Speaker: Jennifer Robson: Research techniques for the family historian
International bestselling author Jennifer Robson is a former Commonwealth Scholar and SSHRC Doctoral Fellow and holds a D Phil in Modern History from the University of Oxford.
At this session she will talk about the ways the digital revolution has transformed the way she researches and writes her books, and will share her methods for making the most of your time and research budget when delving into your family history.
Annual General Meeting
Speaker: Jane MacNamara: The Search for Alban Leaf
This presentation demonstrates the use of many English record types—in a period well before census and civil registration. The search for the subject of this case history, Londoner Alban Leaf (1681-1756), takes us from manorial records and parish registers in Yorkshire, to Faculty Office marriage license allegations at Lambeth Palace and an ancient church in Smithfield, to manors in rural Essex, and to intriguing records of inheritance in all locations.
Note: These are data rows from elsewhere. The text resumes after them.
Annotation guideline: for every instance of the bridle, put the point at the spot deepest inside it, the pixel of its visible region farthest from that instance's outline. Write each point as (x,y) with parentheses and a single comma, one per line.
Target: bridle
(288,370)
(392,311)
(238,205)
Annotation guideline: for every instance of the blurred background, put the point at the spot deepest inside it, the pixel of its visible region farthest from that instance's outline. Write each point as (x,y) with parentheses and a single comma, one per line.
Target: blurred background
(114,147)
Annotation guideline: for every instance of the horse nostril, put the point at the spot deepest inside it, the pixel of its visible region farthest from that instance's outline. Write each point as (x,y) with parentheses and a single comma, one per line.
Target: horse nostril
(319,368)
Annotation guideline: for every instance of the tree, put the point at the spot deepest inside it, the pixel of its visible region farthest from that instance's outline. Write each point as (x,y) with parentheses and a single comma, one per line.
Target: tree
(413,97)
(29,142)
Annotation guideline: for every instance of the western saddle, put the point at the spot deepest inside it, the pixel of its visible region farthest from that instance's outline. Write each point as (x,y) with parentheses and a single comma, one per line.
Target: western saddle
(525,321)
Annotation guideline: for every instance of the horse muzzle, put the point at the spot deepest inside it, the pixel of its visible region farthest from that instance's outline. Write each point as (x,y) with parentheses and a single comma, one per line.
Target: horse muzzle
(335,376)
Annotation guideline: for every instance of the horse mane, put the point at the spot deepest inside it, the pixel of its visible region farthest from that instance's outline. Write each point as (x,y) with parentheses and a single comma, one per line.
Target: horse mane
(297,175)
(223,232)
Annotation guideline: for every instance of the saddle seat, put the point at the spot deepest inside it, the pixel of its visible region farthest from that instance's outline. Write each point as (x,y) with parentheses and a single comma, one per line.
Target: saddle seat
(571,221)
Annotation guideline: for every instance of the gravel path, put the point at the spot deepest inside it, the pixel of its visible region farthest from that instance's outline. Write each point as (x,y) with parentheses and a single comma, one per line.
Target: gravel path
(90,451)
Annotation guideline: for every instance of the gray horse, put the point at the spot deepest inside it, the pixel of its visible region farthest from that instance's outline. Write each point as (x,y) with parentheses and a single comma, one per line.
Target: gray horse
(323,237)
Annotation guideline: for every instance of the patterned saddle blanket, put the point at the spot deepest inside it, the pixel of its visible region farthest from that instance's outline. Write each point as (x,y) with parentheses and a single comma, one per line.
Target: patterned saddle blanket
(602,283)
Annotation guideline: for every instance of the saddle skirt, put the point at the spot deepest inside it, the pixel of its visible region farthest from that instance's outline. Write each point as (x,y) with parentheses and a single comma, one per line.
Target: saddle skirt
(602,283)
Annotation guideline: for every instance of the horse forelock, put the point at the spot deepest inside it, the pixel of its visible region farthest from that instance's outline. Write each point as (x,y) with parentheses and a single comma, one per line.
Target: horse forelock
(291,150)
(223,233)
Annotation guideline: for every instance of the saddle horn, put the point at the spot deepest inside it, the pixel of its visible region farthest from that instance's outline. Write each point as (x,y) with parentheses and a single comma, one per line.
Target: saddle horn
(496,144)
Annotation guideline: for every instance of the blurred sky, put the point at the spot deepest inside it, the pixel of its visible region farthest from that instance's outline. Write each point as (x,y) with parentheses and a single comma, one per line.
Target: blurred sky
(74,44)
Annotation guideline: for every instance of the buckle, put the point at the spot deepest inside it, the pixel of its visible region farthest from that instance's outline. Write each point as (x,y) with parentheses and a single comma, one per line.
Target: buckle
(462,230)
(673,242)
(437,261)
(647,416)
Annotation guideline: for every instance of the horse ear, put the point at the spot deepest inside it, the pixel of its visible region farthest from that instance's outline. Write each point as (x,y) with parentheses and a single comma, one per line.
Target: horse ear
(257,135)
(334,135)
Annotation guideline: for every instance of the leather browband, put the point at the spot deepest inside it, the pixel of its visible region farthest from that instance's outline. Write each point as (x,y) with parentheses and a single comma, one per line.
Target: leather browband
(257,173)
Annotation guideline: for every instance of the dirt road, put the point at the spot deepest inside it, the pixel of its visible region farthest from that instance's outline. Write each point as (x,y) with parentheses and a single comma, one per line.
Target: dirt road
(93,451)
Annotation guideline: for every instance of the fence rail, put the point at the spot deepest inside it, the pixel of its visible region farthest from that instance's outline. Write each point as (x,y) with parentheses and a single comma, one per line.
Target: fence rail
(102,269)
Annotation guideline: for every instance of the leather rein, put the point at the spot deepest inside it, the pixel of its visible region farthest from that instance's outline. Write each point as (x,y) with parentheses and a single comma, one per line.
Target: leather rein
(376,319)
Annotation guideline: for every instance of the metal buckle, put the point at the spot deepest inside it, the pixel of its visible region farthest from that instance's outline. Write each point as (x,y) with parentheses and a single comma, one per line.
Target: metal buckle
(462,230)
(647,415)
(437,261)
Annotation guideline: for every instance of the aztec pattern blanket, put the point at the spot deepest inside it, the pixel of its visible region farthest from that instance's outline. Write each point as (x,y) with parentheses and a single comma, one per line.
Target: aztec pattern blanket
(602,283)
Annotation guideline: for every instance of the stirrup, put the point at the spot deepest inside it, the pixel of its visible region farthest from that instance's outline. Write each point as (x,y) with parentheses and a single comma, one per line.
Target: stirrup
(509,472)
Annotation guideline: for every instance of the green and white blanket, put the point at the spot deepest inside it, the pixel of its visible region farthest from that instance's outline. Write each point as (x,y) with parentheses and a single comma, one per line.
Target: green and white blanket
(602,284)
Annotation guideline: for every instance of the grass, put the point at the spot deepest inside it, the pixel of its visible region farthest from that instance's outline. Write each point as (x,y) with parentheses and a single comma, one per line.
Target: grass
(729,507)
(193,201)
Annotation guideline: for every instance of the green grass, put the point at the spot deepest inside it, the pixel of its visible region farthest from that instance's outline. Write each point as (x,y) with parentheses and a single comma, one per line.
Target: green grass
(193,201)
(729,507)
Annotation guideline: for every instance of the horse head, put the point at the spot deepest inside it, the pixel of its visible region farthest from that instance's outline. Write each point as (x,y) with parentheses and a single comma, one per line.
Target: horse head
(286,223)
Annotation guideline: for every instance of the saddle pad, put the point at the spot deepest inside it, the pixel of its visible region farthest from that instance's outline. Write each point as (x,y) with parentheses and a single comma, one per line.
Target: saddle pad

Special attention is paid to search techniques—understanding what records might exist, how their location may be influenced by geography and changes in custody, and casting a wider net to compensate for missing records. The presentation features several of the wonderful online finding aids and digitizing projects available to UK searchers, as well as on-the-cobbles research.
Mini-presentation: Stephen Low The Ladies of Loughborough
Speaker: Paul Jones I‘m not a Jones, but what am I?
The story of researching two successive generations of patrilineal illegitimacy to identify the hitherto unknown fathers and my “true” surname. This account involves a 25-year research odyssey and uses family oral history (and misinformation), all the usual and some not-so-usual documents, the patient advice of the late Ryan Taylor, a remarkable but puzzling Y-DNA test, and the power of autosomal DNA testing and segment matching.